I used to guide on the Provo and the Green back in the 80's when there were still a few big Browns left to catch. When a client would land a 20" plus fish the look on their face when I made them let it go was priceless. :shock: "You're making me Let it go!" -)O(- Most had no idea there was a slot limit, and many would have kept the fish anyway.

These days when I fish the Provo It's rare to catch a fish bigger than 16" The big ones are still in there but they are very few and far between.

Aaah, the good ol days...


----------



## Guns and Flies

Cool post RH, thanks for the pics. I have Corn Creek on my list of place I have always wanted to fish. Maybe one day. (not real excited about the snakes :shock: )


----------



## percheye

I was up Meadow creek canyon a couple of years ago and someone had made a deep pool out of tarps and twine at the top of the dirt road. I never fished it but it looked good.


----------



## rapalahunter

My wife's grandpa is from Kanosh. He said there was a flood that jacked everything up really bad. I think the DWR did some stuff to try and establish habitat again, but the creek is a far cry from what it was pre-flood. (So I'm told)


----------



## 2fishon

Corn Creek is still good fishing. There was a flood in '83 when the rest of the state flooded. There are still some really nice browns in there. I live very close, so I fish it quite a bit. It gets very overgrown in the summer time. Also, the places that are easy to access get hammered. Very few rainbows.

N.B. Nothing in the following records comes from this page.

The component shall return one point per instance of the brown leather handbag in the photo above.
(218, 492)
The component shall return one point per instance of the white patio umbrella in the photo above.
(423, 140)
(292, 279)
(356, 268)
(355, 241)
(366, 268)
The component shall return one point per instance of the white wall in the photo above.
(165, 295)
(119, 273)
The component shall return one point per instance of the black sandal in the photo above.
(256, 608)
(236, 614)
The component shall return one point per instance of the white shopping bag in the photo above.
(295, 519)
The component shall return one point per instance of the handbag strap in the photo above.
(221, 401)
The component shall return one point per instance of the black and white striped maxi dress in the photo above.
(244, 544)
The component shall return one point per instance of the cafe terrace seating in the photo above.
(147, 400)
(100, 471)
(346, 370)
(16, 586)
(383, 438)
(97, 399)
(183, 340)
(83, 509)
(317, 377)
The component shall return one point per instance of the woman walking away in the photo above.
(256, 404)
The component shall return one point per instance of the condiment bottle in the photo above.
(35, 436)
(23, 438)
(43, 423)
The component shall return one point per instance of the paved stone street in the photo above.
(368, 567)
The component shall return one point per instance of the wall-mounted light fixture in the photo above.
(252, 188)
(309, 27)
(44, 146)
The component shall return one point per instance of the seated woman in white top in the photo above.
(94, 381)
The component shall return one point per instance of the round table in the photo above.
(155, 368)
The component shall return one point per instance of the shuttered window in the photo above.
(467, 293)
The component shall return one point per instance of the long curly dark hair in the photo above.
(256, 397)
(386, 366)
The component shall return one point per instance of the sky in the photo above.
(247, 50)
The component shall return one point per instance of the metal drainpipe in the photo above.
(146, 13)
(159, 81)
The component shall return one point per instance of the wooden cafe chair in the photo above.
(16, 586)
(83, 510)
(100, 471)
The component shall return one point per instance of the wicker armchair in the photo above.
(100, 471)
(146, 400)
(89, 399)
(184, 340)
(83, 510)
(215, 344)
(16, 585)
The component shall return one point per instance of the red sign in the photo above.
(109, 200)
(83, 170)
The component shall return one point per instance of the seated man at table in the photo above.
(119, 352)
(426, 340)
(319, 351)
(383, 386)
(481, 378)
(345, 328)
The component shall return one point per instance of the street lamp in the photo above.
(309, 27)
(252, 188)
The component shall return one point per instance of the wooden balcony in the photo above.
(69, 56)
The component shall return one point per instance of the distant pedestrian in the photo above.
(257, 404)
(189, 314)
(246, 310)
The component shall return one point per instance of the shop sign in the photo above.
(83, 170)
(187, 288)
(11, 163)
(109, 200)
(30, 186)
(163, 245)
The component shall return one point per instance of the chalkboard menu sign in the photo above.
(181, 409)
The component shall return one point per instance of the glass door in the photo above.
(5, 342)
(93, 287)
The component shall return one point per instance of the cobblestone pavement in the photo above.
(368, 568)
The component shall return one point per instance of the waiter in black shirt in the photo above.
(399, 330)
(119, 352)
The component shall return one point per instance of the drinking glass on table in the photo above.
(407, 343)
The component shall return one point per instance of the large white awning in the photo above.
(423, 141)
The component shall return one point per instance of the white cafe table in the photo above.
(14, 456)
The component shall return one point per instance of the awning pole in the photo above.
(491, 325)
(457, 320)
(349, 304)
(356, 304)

Meadow Creek gets down to very little water in the summer time. I have never caught any decent fish there and don't fish it very often.

Chalk Creek- the stream up Fillmore canyon is pretty good fishing. It's mostly cutts.


----------



## Ruger67

Thanks Everyone... I've heard about the snakes, and I've heard theirs a lot of them. The creeks both looked over grown but man their was some good holes to be fished, I'm going down next Wed. and Thurs. to hunt turkeys so I'll give them a try during the day.


----------



## PBH

TEX-O-BOB said:


> Back in the day, (30 years ago) corn creek was an awesome fishery. I don't know exactly what happened but there used to be some monster browns in there.
> 
> My guess is the word got out and every big "German Brown" hunter ran down with a bucket of worms and cleaned the river out... :?

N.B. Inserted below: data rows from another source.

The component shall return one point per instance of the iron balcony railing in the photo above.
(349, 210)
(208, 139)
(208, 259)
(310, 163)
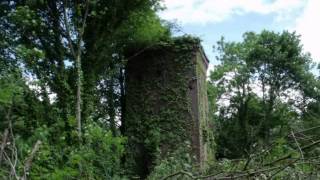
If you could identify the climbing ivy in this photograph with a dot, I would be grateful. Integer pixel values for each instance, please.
(159, 118)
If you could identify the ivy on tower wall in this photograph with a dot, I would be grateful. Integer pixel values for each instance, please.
(166, 104)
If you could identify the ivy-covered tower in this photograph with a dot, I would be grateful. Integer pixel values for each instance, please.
(166, 104)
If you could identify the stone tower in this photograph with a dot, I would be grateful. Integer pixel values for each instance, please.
(166, 104)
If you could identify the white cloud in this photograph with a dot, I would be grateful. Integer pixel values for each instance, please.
(307, 25)
(214, 11)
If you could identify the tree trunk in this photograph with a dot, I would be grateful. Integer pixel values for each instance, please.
(78, 100)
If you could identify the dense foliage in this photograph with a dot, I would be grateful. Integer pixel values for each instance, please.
(62, 74)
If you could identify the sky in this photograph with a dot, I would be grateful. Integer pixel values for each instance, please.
(211, 19)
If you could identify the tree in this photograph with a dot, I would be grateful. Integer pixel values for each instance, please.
(255, 81)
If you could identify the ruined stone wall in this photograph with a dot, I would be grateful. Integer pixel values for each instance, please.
(166, 104)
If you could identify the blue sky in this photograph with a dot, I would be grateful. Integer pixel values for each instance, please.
(211, 19)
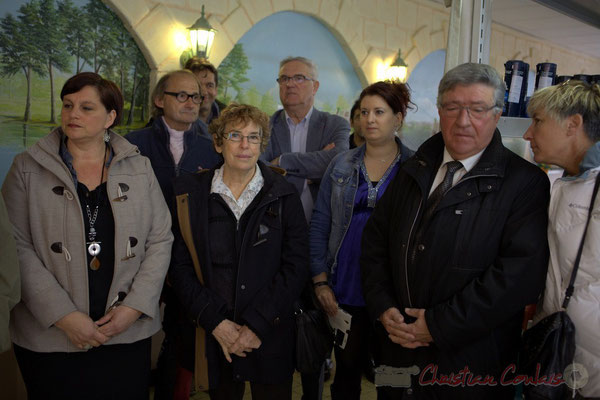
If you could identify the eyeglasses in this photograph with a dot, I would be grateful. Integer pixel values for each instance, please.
(299, 79)
(474, 112)
(253, 138)
(183, 96)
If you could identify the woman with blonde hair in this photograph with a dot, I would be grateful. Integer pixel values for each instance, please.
(566, 132)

I think i have a better theory than that.

Corn Creek used to be very susceptible to flash floods. Frequent floods kept fish numbers relatively low. Fewer fish per mile = bigger fish.

A number of years ago (20 years?) a bunch of gradient control work was done on the river to help control these frequent floods. The result? Better survival rate of brown trout. The brown trout have done very well in Corn Creek, and as a result population numbers have grown significantly -- which ends up bringing down the average size fish.

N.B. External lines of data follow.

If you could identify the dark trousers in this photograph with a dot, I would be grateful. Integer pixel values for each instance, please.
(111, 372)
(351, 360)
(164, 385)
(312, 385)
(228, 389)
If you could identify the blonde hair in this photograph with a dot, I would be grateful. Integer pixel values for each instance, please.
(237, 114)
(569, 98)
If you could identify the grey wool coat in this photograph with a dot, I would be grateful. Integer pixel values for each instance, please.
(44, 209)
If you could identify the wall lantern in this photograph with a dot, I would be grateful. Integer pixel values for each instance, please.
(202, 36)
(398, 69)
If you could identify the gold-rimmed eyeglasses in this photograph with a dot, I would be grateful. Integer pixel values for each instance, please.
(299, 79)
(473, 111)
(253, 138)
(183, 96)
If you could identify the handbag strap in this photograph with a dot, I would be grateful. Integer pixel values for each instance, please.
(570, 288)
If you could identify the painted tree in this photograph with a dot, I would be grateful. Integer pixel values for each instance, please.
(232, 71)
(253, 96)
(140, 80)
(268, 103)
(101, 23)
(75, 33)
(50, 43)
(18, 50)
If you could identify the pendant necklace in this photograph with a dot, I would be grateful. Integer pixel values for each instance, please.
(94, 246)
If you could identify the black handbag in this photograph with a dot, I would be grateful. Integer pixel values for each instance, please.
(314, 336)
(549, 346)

Probably the best thing to have happen if you want bigger fish would be to eliminate the majority of the fish. Corn Creek is far enough away from major cities that overharvest of the brown trout population is not a significant threat (or a significant control) of population density. A better solution would be for a big flash flood to come through and wipe out half the fish!

It's a good fishery regardless of the size of fish.


----------



## Ruger67

Just got back from Fillmore, Hunting Turkeys and yes I was SUCCESSFULL today. It was fun but I caught 2 nice browns out of Meadow creek, but the creek is a touch high because of run off. And Corn Creek is high and really dirty from run off, and didn't even get to fish it. Looking forward to going back down later in the spring and early summer...


----------